A tools-focussed talk: from raw linguistic data to reconstructed language trees
Today we hosted a talk by Gereon Kaiping from Leiden University. The talk went through the pipeline his group uses to go from linguistic data collected in the field to reconstructed phylogenetic trees of languages produced using mostly off-the-shelf tools. There was a lively discussion with an audience of linguists, bioinformaticians, and statisticians.
Gereon has kindly made his slides available, which can be viewed below, or downloaded.
Talk tomorrow 25/4 on phylogenetics tools for historical linguistics
Tomorrow afternoon we are hosting a talk by Gereon Kaiping, who we met at a recent workshop. All are welcome; details below.
Time and location: Department of Statistics on Tuesday 25th April at 4.00 pm – 5.00 pm in the Small Lecture Theatre (LG.03).
Speaker: Gereon Kaiping , University of Leiden
Title: Some Assembly Required: From sounds to histories in 8 steps using mostly off-the-shelf tools.
Abstract: Phylogenetic methods are gaining traction in linguistics, but have so far been quite inaccessible to linguists:
The core tools doing the tree construction – whether they be heuristic or Bayesian – often come from bioinformatics, and their inputs (eg. Nexus files) and outputs (eg. Newick trees without explicit reconstruction) conform to biological, not linguistic standards – or they are ad-hoc written for a specific datasets. However, this situation is changing: In this talk, I will present a collection of tools, most of which are published elsewhere, that together go the full way from linguistic fieldwork via public cross-linguistic linked databases and Bayesian inference tools to plots of phylogenetic trees with ancestral state reconstruction. I will describe both emerging standards in quantitative historical linguistics that make this process easier, and specific challenges that arose in the construction of this tool chain.
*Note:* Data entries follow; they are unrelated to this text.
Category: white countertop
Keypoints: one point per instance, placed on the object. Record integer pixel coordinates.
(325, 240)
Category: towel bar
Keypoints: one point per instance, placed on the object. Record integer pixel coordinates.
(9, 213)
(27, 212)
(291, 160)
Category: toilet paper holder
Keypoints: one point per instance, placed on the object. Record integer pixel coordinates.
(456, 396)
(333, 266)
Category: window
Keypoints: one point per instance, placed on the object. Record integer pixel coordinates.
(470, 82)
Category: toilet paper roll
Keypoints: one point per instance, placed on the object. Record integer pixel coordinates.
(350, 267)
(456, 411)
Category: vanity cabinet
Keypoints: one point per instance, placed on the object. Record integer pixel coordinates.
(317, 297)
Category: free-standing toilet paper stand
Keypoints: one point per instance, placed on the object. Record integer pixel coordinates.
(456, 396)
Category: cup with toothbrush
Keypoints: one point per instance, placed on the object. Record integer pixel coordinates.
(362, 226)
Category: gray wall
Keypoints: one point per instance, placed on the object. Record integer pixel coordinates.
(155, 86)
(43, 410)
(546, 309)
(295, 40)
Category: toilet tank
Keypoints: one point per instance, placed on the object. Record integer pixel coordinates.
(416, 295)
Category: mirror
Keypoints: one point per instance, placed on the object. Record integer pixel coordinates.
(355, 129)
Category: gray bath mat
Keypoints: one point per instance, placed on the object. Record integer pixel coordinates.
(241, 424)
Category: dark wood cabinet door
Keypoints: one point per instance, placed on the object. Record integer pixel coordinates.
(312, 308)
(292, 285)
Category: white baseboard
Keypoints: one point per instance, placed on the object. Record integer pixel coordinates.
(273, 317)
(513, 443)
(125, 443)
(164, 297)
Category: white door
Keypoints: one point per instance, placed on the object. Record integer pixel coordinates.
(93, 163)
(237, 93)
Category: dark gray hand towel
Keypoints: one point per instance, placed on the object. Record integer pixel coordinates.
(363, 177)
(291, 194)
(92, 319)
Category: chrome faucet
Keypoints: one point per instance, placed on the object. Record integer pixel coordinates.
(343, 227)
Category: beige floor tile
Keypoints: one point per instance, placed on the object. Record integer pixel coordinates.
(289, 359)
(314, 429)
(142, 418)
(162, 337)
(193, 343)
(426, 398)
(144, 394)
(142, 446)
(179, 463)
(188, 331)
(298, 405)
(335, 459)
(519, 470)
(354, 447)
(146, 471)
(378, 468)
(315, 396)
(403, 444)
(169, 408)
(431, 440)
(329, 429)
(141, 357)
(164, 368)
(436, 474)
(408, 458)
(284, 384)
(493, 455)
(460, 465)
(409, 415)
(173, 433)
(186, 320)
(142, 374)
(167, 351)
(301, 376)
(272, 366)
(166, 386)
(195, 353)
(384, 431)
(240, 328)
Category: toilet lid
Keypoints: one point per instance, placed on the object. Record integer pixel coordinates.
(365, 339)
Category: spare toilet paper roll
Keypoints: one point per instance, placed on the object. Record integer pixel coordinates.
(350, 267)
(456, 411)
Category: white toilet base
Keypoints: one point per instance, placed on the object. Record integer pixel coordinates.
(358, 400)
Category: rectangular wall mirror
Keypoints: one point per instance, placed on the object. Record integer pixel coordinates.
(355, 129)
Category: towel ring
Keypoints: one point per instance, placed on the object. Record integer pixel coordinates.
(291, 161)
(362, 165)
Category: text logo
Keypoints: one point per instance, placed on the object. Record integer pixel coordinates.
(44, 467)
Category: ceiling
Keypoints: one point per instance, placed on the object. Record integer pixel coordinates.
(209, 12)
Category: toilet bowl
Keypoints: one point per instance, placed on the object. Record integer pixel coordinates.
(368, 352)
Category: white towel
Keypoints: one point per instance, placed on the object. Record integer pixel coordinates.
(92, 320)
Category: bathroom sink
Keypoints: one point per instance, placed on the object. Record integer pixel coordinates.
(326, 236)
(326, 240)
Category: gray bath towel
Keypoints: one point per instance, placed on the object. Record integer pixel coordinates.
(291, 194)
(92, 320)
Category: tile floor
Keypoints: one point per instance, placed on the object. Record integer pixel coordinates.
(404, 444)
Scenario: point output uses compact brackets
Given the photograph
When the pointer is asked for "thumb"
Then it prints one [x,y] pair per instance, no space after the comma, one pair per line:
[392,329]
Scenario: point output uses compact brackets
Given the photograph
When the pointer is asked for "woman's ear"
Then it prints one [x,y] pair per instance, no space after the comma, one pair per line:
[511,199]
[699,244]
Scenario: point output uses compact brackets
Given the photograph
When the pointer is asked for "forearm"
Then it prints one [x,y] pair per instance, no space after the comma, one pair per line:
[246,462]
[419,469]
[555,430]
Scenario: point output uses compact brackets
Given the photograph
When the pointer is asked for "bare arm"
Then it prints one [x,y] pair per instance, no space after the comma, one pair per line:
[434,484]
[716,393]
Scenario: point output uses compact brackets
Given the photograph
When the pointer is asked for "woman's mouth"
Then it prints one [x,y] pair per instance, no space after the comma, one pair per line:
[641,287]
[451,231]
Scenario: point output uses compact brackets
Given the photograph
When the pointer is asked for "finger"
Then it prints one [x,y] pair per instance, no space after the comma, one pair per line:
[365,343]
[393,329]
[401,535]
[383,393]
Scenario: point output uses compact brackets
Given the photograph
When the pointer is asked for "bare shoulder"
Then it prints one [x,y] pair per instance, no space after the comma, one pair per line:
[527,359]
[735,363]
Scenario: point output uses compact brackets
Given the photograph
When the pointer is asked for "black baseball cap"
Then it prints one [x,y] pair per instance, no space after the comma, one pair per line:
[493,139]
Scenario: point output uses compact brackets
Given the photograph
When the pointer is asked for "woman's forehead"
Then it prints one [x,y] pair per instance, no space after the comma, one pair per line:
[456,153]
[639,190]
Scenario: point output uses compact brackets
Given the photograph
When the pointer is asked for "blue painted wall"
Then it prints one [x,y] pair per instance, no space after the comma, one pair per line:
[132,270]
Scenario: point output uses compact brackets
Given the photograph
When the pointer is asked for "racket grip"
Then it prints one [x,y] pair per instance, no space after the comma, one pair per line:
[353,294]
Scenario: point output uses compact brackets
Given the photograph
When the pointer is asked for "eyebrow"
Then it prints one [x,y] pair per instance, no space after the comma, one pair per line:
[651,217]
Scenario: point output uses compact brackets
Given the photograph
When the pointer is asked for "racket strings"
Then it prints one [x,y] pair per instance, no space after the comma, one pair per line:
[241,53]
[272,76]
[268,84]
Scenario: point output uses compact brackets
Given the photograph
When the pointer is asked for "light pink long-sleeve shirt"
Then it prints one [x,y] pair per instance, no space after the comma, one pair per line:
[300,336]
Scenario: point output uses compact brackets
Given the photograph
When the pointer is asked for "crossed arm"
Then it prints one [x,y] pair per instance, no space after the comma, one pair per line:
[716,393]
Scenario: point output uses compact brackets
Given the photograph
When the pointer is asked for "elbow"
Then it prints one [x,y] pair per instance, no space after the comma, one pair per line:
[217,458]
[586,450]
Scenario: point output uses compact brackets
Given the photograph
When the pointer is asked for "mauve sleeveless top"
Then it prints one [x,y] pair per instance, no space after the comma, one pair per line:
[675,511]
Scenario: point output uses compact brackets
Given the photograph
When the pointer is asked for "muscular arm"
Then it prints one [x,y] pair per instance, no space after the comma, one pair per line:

The talk will conclude with the discussion of some results from the reconstructed word-meaning correspondences in the Lesser Sunda region of Indonesia, and how they feed back into improving our data and understanding of the local language history.
End of the phylogenetic methods in historical linguistics workshop
Sadly the workshop is over, and we are preparing to return to sunny Oxford! We enjoyed two final talks today, which we summarise below. We have also written up summaries of Tuesday’s talks, and Wednesday’s talks.
Causal inference of evolutionary networks – Johannes Dellert, University of Tübingen
This speaker began by discussing the difficulties with building up phylogenetic networks. Most phylogenetic methods (on languages as well as in biological contexts) are based on trees, but these trees imply a greater independence than we know to be realistic – they usually fail to capture language contact and influence, which can be a major driver of similarity between languages (separate from inheritance). Methods which do utilise networks are usually either visualisations of other kinds of data (where nodes don’t correspond to languages, for instance), or are restricted to narrow sub-classes of network structure which are not often powerful enough to capture the kinds of relationships that one would like to capture.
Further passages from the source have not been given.